"On voit les corps qui sortent des roues" : au procès de l'attentat de Nice, deux policiers qui ont poursuivi le camion décrivent l'horreur de cette soirée
Magali et Clément, deux policiers qui ont intercepté le terroriste le 14 juillet 2016, sont venus témoigner à la barre. Ils ont été profondément marqués par cette soirée, entre horreur et sentiment d'impuissance.
Les deux policiers nationaux sont encore éprouvés mardi 18 octobre au matin quand ils se présentent à la barre. La voix de Magali se brise dès ses premiers mots. En 2016, cette gardienne de la paix avait 33 ans. Onze ans de métier. Clément, lui, était un bébé, comme il dit, 22 ans à l'époque, et six mois seulement de terrain comme agent de sécurité contractuel. Il est aujourd'hui désormais gardien de la paix.
Le 14 juillet 2016, tous les deux sont dans le même équipage. Un équipage de trois policiers sur la Promenade des Anglais. Ils racontent l'un après l'autre ce qu'il s'est passé ce soir-là. Juste après le feu d'artifice, Clément entend un message hachuré sur sa radio. Un camion a franchi un barrage dit ce message. Un message qui n'arrive pas à Magali, car sa radio est en panne. Elle ne voit que le mouvement de foule, les gens paniqués qui courent et s'échappent. Les policiers, eux, partent vers la promenade des Anglais et la remontent en sens inverse. Ce soir-là, 86 personnes sont mortes lors de l'attentat et des centaines d'autres ont été blessées.
L'impuissance après l'attaque
Le camion arrive par leur droite. Magali mime le geste du conducteur. Il prend une arme et leur tire dessus.
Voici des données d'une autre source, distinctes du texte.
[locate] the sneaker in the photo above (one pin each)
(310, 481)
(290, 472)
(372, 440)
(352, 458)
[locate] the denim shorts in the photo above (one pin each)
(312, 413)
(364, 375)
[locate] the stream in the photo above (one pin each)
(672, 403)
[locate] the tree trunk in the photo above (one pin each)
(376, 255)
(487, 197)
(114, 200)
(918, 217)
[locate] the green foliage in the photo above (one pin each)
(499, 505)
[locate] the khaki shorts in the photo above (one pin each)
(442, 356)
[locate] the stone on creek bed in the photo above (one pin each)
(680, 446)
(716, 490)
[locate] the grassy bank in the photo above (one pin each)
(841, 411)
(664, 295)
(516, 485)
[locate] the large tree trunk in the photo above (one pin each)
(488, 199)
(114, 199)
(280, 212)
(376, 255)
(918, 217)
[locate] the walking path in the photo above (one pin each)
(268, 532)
Clément se souvient de la vitre qui se brise et des étincelles. À ce moment-là, les agents restent pétrifiés, figés. Puis ils s'élancent derrière le camion. "On voit les gens, les corps qui sortent des roues, qui se font projetés", raconte la policière en essuyant ses larmes. Quand le camion s'arrête, Magali arrive à la cabine. Elle tire sur le terroriste.
Après cette fusillade, chacun des agents va au secours des victimes avec un sentiment d'impuissance décrit par Magali et Clément. Lui se livre mardi matin : "J'ai tenu des personnes en joue avec mon arme. Je leur hurlais de dégager avec une rage folle". Ils craignaient en effet que des terroristes surgissent d'ailleurs sur la promenade. À la barre, le policier demande pardon à cette personne qu'il a pointé avec son arme. Des gens qui cherchaient sans doute leurs proches et qui se sont retrouvés face à un policier qui les menace.
Un dispositif de sécurité "habituel" mais "trop léger"
"Ce dispositif de sécurité vous semblait-il habituel et suffisant ?", demande le président à Magali, la plus expérimentée des deux en 2016. "C'était tout le temps comme ça", répond la gardienne de la paix. Ce n'était pas la première fois qu'elle participait à la sécurisation du 14 juillet, et c'était, selon elle, tout le temps le même dispositif, avec cinq équipages de police nationale. Sur l'Euro de football juste avant, il y avait pourtant une grosse tension, un gros dispositif pour éviter justement un attentat. Après la compétition, "ça a été un gros soulagement", explique-t-elle. Pour le 14 juillet, "finalement, quand on voit le résultat, évidemment, on se dit que c'était trop léger", regrette la policière.
Le président l'interroge sur sa formation reçue après les attentats en 2015. "On a fait des exercices, par exemple en intérieur type Bataclan", explique Magali. "Pour arrêter un camion, on peut faire toutes les formations qu'on veut, ça ne changera rien", poursuit-elle. Les deux policiers reviennent aussi sur le problème avec les radios défaillantes que racontait Magali, "un problème récurrent", selon elle. Elle l'avait d'ailleurs signalé, ça l'avait énervé vu les conséquences, dit-elle encore. Les radios à Nice ont été changées ensuite. Clément, au contraire, garde toujours de l'aigreur à ce sujet. Il est depuis venu à Paris et dans son service de police judiciaire aujourd'hui, il a encore ces mêmes radios avec des pannes.